Pengunjuk rasa pemilu membakar gedung pemerintah Kenya
3 min read
NAIROBI, Kenya – Para pengunjuk rasa membakar gedung kantor pemerintah pada hari Rabu dan memaksa para pekerja keluar dari jendela ketika mantan Sekjen PBB Kofi Annan mencoba menyelesaikan perselisihan mengenai pemilihan presiden Kenya.
Perkelahian dimulai setelah polisi menembakkan gas air mata ke arah para pemuda yang melempar batu dalam upacara peringatan yang diselenggarakan oleh oposisi untuk menghormati mereka yang tewas sejak pemilu 27 Desember.
Presiden Mwai Kibaki memenangkan masa jabatan lima tahunnya yang kedua, namun pihak oposisi dan pengamat internasional mengatakan penghitungan suara itu curang.
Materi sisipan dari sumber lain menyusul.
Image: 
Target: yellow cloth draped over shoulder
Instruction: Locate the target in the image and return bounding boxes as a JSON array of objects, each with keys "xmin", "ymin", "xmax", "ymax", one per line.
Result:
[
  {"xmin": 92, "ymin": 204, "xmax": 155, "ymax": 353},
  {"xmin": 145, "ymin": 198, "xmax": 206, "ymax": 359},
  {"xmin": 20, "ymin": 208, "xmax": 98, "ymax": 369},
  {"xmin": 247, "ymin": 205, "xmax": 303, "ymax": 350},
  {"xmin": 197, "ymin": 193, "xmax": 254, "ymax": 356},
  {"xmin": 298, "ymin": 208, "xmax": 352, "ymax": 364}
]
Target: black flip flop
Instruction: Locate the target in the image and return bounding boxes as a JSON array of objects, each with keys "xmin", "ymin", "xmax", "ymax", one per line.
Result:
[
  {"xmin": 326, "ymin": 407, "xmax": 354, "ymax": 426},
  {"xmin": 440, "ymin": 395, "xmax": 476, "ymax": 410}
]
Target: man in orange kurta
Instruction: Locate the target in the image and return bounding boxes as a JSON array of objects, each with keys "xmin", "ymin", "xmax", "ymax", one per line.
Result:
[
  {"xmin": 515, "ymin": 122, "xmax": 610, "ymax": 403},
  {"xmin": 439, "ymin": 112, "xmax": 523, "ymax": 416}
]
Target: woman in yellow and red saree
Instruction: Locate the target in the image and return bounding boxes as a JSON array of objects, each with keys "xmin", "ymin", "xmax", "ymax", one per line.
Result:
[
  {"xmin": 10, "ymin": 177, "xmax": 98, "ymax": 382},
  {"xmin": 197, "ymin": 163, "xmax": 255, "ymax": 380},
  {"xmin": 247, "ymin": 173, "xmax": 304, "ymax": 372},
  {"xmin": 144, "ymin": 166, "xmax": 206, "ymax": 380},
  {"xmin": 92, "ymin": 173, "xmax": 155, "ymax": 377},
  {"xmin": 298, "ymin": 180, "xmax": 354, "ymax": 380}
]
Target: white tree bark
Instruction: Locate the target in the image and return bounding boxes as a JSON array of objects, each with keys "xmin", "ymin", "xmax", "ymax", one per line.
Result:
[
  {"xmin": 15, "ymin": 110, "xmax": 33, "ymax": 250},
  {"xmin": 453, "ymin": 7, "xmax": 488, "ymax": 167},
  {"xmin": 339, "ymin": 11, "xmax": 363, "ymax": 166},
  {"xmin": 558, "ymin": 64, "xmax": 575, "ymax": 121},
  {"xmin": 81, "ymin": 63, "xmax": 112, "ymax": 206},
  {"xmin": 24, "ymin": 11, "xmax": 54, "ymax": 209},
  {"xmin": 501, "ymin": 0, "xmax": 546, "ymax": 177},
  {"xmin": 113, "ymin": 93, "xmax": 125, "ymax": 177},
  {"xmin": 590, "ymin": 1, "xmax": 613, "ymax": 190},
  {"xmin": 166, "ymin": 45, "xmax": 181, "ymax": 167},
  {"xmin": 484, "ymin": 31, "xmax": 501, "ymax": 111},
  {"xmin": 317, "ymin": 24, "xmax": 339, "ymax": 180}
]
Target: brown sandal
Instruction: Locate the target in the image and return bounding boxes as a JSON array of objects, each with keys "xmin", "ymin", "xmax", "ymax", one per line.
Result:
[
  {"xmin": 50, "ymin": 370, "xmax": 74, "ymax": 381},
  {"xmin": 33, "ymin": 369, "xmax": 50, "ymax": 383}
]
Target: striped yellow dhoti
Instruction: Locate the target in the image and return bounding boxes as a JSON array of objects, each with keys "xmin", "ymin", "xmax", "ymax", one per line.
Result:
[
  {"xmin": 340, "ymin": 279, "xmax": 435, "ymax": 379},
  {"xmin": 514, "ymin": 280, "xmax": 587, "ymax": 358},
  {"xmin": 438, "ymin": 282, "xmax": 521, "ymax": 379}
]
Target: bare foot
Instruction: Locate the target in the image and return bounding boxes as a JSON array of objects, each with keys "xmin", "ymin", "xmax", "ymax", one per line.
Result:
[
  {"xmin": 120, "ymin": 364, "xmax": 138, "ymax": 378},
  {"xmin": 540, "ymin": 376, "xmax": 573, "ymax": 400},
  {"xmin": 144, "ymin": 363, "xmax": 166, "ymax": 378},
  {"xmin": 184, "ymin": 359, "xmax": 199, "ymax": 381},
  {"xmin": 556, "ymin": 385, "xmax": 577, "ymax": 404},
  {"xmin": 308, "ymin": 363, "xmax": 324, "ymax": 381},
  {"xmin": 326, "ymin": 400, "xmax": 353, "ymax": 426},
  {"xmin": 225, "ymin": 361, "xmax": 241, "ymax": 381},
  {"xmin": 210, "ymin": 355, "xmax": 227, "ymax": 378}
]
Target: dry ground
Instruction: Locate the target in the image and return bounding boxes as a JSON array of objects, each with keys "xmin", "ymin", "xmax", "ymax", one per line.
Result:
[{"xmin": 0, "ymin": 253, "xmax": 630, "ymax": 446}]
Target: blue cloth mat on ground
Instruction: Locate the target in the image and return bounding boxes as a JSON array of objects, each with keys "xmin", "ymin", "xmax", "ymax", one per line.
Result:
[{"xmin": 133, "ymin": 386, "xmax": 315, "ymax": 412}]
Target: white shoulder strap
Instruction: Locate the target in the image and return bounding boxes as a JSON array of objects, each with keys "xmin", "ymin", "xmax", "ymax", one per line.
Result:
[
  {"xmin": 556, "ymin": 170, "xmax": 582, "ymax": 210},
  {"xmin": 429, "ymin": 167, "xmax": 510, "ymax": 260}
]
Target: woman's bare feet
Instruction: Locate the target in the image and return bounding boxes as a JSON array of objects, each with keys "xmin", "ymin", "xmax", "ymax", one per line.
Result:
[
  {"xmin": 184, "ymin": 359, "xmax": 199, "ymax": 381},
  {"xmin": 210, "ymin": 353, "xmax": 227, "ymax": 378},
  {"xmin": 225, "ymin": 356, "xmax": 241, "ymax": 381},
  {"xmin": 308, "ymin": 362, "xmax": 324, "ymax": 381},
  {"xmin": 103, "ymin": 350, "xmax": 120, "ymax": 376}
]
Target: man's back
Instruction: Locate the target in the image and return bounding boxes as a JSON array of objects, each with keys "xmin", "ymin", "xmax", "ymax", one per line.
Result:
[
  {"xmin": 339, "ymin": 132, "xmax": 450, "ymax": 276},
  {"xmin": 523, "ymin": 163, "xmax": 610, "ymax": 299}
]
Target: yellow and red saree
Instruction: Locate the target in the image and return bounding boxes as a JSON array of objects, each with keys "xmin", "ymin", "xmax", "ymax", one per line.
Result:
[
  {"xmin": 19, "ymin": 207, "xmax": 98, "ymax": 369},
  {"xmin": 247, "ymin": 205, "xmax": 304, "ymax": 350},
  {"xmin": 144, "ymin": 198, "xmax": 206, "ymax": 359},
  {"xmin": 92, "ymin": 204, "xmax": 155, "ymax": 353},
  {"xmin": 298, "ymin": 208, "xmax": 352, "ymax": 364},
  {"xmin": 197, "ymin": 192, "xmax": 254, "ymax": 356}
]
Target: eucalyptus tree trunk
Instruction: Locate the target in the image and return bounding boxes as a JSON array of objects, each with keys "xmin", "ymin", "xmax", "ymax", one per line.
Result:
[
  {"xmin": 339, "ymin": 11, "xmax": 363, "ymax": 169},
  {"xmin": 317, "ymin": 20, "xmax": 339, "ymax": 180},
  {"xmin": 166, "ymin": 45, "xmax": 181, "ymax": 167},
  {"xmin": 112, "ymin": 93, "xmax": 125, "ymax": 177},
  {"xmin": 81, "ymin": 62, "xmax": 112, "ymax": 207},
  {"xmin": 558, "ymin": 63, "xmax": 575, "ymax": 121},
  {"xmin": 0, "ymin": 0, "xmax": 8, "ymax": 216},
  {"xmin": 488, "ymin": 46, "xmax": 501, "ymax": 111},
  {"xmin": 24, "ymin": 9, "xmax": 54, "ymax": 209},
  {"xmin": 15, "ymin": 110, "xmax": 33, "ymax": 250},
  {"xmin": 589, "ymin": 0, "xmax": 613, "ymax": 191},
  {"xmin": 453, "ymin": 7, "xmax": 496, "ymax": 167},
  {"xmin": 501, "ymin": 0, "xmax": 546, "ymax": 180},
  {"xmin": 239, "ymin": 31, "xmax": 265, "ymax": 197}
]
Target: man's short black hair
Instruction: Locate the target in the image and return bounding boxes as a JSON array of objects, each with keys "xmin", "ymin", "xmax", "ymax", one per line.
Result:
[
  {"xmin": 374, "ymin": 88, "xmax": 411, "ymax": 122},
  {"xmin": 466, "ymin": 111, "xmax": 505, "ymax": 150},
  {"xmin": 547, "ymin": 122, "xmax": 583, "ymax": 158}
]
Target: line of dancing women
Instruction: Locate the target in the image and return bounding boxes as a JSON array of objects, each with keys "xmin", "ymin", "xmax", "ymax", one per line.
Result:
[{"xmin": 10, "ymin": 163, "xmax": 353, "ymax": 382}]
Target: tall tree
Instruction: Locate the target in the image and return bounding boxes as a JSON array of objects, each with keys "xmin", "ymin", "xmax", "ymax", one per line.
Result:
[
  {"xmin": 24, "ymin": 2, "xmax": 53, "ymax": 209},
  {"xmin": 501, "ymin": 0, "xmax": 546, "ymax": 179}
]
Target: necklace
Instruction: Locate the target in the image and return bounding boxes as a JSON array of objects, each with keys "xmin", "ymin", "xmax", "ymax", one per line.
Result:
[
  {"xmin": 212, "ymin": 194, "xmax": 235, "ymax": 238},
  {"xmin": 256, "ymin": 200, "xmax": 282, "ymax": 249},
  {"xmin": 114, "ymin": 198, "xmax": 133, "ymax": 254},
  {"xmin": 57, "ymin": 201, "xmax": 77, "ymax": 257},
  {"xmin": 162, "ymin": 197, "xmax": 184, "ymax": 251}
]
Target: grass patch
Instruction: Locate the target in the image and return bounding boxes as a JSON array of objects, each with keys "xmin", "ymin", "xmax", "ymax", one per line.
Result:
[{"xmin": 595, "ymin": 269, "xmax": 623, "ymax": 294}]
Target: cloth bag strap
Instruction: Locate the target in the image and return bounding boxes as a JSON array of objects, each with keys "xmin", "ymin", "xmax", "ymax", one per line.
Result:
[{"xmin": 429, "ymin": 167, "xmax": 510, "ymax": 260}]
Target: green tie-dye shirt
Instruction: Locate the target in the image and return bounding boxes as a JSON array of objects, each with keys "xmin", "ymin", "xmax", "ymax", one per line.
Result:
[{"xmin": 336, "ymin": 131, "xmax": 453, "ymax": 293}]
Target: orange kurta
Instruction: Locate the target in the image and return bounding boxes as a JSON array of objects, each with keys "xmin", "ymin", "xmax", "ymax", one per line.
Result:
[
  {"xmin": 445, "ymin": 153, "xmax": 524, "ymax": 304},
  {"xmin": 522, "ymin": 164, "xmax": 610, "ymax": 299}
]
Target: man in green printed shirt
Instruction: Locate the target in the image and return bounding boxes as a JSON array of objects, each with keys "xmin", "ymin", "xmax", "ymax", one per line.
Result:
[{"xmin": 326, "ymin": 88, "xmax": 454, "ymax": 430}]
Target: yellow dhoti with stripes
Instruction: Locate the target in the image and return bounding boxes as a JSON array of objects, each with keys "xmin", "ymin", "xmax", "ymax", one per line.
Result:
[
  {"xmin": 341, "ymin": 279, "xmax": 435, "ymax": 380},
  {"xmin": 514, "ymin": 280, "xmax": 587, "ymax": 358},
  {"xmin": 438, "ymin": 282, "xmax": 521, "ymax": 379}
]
Sekitar 685 orang tewas dalam kerusuhan dan pertikaian etnis.
Selama upacara peringatan, pemimpin oposisi Raila Odinga mengatakan 40 lebih suku di Kenya tidak boleh berperang satu sama lain.
“Ini adalah perang antara rakyat Kenya dan kelompok kecil haus darah yang berpegang teguh pada kekuasaan,” kata Odinga kepada sekitar 800 pendukungnya di lapangan olahraga.
Di luar, para pemuda menghentikan mobil, memukuli orang, dan mengejek polisi. Polisi awalnya menahan tembakan, namun akhirnya membalas dengan gas air mata, beberapa di antaranya mendarat di dalam lapangan olahraga dan memaksa para pelayat untuk melarikan diri. Sekitar 50 pemuda kemudian duduk di gedung telekomunikasi milik negara, memecahkan jendela dan menyalakan api.
“Kami tidak tahu apa yang terjadi,” kata Mary Bwire, sekretaris kantor tersebut, kepada The Associated Press. “Tiba-tiba ada batu di mana-mana. Kami semua bersembunyi di bawah meja.”
Dia dan beberapa pekerja lainnya merangkak keluar jendela di lantai dasar untuk menyelamatkan diri.
Di bawah tekanan Annan, oposisi Kenya kemudian membatalkan rencana unjuk rasa pada hari Kamis, sebuah kemenangan kecil pada hari pertama mediasi mantan sekretaris jenderal PBB. Polisi melarang semua demonstrasi, dan setidaknya 24 orang tewas dalam tiga hari demonstrasi minggu lalu. Sebagian besar kematian disebabkan oleh polisi.
“Atas permintaan tim mediasi, kami membatalkan kegiatan yang telah kami rencanakan besok,” kata William Ruto, salah satu tokoh oposisi terkemuka.
Di Limuru, sekitar 15 mil di luar Nairobi, polisi menembaki pria bersenjatakan parang yang memblokir jalan dan menuntut untuk mengetahui etnis orang tersebut, kata Nancy Chumba, seorang saksi mata, melalui telepon. Dua orang ditembak mati, menurut seorang pejabat polisi yang berbicara tanpa mau disebutkan namanya karena dia tidak berwenang berbicara kepada media. Dua orang lagi ditemukan tewas di daerah kumuh Nairobi, kata polisi.
Annan adalah tokoh internasional terbaru yang mencoba campur tangan dalam perjuangan ini. Ketua Uni Afrika, Presiden Ghana John Kufuor, gagal membujuk Kibaki dan Odinga untuk bertemu terlebih dahulu.
Pertempuran tersebut terjadi antara pengunjuk rasa melawan polisi, namun terjadi juga bentrokan antara anggota kelompok etnis Kikuyu di Kibaki dan suku lainnya.
Beatrice Michael Achieng (35) berada di kamar mayat pada hari Rabu yang merupakan titik awal pawai peringatan oposisi. Dia sedang mengumpulkan jenazah putrinya yang berusia 13 tahun, yang ditembak di luar rumah mereka di daerah kumuh di Nairobi.
“Saya pikir protes harus dihentikan. Saya tidak ingin mendengar tentang Raila. Saya tidak ingin mendengar tentang Kibaki. Putri saya telah tiada dan kami membutuhkan perdamaian,” kata Achieng. “Saya merasa sangat sedih dan marah kepada polisi. Saya belum makan sejak putri saya meninggal. Dia adalah anak pertama saya dan saya bahkan berpikir untuk gantung diri.”
Kedua belah pihak saling menuduh berada di balik kekerasan tersebut, dan pemerintah dan oposisi mengatakan mereka akan saling menuntut ke Pengadilan Kriminal Internasional di Den Haag, Belanda.